Johannesburg - Share prices on the JSE continued to drift mostly sideways on Thursday morning as the latest minutes of the Federal Reserve’s open market committee did not shed much light on future movements in US interest rates.
Investors were also waiting for the outcome of the South African Reserve Bank’s monetary policy meeting which ends later in the day for indications of what will happen with local interest rates later this year.
Imara SP Reid said in its daily Market Snapshot that Wednesday’s Fed statement mostly confirmed the notion that policy adjustment would be “data dependent” in the weeks and months ahead.
“On balance the tone of the statement suggested that a potential interest rate hike was likely to be later rather than earlier. For the moment 'lower for longer' remains the dominant interpretation of the near-term interest-rate trajectory,” it said.
This could be positive for the domestic market, which depends on foreign investors chasing higher yields in emerging markets like South Africa.
By midday the All-Share index was only 0.04% lower at 54 171 points, trading in a narrow range of about 0.25%. The Top 40-index was again below 48 000 and 0.08% lower than on Wednesday at 47 957 points. Imara SP Reid said the index could soon test the support level of 48 700 points.
The Industrial (-0.27%) and Financial (-0.25%) indices were both moderately lower, but the Resources index bounced back from two days of losses to trade 1.42% higher. Analysts said the Resources index currently presents good trading opportunities and some volatility can be expected as role players engage in some profit-taking and bargain hunting. Gold was also 1.12% higher.
The market is currently also influenced by company results and other corporate activity.
The financial sector paid a great deal of attention to Investec’s full-year results and the banking group reported a 10.2% rise in full-year profit on Thursday, helped by a strong showing at its asset management and lending businesses. The share price rose 0.80% to R116.90.

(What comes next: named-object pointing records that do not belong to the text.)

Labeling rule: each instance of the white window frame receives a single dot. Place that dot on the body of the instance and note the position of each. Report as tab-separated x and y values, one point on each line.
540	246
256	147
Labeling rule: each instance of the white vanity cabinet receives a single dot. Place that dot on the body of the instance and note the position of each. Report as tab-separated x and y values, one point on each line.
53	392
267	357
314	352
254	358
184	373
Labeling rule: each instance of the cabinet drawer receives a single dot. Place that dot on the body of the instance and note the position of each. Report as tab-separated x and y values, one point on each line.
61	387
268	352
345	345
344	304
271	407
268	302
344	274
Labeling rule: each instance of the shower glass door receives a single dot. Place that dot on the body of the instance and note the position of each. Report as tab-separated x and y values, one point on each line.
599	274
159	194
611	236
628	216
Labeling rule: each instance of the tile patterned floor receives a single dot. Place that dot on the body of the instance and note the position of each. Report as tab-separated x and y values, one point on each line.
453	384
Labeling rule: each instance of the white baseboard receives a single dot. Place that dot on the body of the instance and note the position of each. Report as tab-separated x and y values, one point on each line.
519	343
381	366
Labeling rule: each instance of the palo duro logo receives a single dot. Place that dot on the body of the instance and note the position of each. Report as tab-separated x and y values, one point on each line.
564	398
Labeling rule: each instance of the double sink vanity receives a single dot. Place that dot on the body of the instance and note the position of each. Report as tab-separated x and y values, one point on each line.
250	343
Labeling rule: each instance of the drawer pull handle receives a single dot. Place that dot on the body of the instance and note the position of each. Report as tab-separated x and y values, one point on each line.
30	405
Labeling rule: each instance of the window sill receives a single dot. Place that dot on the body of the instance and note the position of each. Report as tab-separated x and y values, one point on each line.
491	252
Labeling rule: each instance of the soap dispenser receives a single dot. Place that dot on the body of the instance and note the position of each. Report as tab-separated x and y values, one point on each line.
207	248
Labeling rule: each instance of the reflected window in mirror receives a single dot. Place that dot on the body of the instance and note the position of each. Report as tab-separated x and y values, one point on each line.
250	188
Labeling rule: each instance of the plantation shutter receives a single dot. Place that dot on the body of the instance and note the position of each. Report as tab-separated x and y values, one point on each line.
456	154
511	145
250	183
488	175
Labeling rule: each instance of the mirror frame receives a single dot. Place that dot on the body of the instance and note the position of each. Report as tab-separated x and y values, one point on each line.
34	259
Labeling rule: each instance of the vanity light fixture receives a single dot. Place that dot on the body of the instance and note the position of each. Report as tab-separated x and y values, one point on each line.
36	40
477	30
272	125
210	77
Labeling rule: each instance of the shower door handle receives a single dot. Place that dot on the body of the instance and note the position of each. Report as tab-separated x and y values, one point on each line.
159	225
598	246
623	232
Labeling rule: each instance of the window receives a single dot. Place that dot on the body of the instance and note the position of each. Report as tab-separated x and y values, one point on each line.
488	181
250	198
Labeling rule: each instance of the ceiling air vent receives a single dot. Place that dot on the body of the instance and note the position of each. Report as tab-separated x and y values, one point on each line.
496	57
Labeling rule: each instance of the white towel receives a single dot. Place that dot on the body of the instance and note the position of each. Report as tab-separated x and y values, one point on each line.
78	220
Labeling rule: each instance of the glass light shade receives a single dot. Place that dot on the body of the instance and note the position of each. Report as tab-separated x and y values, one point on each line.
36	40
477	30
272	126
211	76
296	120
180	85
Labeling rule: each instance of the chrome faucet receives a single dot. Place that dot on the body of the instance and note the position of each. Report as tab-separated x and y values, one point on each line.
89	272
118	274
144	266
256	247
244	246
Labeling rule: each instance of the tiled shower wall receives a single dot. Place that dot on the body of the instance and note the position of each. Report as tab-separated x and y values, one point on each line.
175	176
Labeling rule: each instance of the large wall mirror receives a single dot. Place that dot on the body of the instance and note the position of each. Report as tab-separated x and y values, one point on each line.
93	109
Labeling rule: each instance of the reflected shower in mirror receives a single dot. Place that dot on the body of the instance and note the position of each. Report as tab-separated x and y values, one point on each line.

READ: Investec full-year profit climbs
There was much interest in Mediclinic’s [JSE:MDC] results after its main competitor Netcare [JSE:NTC] reported strong results earlier this week and the share price rose sharply.
READ: Mediclinic gains on Swiss, SA hospital growth
Mediclinic said its basic normalised headline earnings per share increased by 9% to 408.2 cents and the final dividend by 11%, but the share price lost 5.46% to R114.01. More than 1.5 million shares were sold for more than R185.00. It seems the good news has been discounted already as the share price is still 16.24% higher over the past 90 days.
Aspen [JSE:APN] was also one of the busiest shares in morning trade. The market was pleased with the announcement that its Australian subsidiaries will sell 130 products to the Indian group Strides. This is part of a plan to simplify group and product structure. The share price, which was under pressure up until now, gained 1.86% to R382.99.
Tiger Brands [JSE:TBS], which lost more than 4% on Wednesday due to disappointing news from its African subsidiaries, slipped another 3.07% on Thursday morning to trade at R286.05.
MTN [JSE:MTN], which lost nearly 3% on Wednesday as 2 000 unionised employees went on strike for better pay, recovered by 0.73% to R230.49. Wednesday’s drop was the biggest daily percentage decline in about two months.
Among the big shares Naspers [JSE:NPN] traded 0.36% lower at R1 834.44. The share has been drifting sideways for the past couple of weeks and is now 1.55% lower over the past 30 days.
SABMiller [JSE:SAB], which said it wants to enter the Australian bond market, lost 0.38% to R669.15.
In the resources sector South32 is still improving and traded 0.98% higher at R21.70 on Thursday. At that stage BHP Billiton was also 0.86% stronger at R261.13.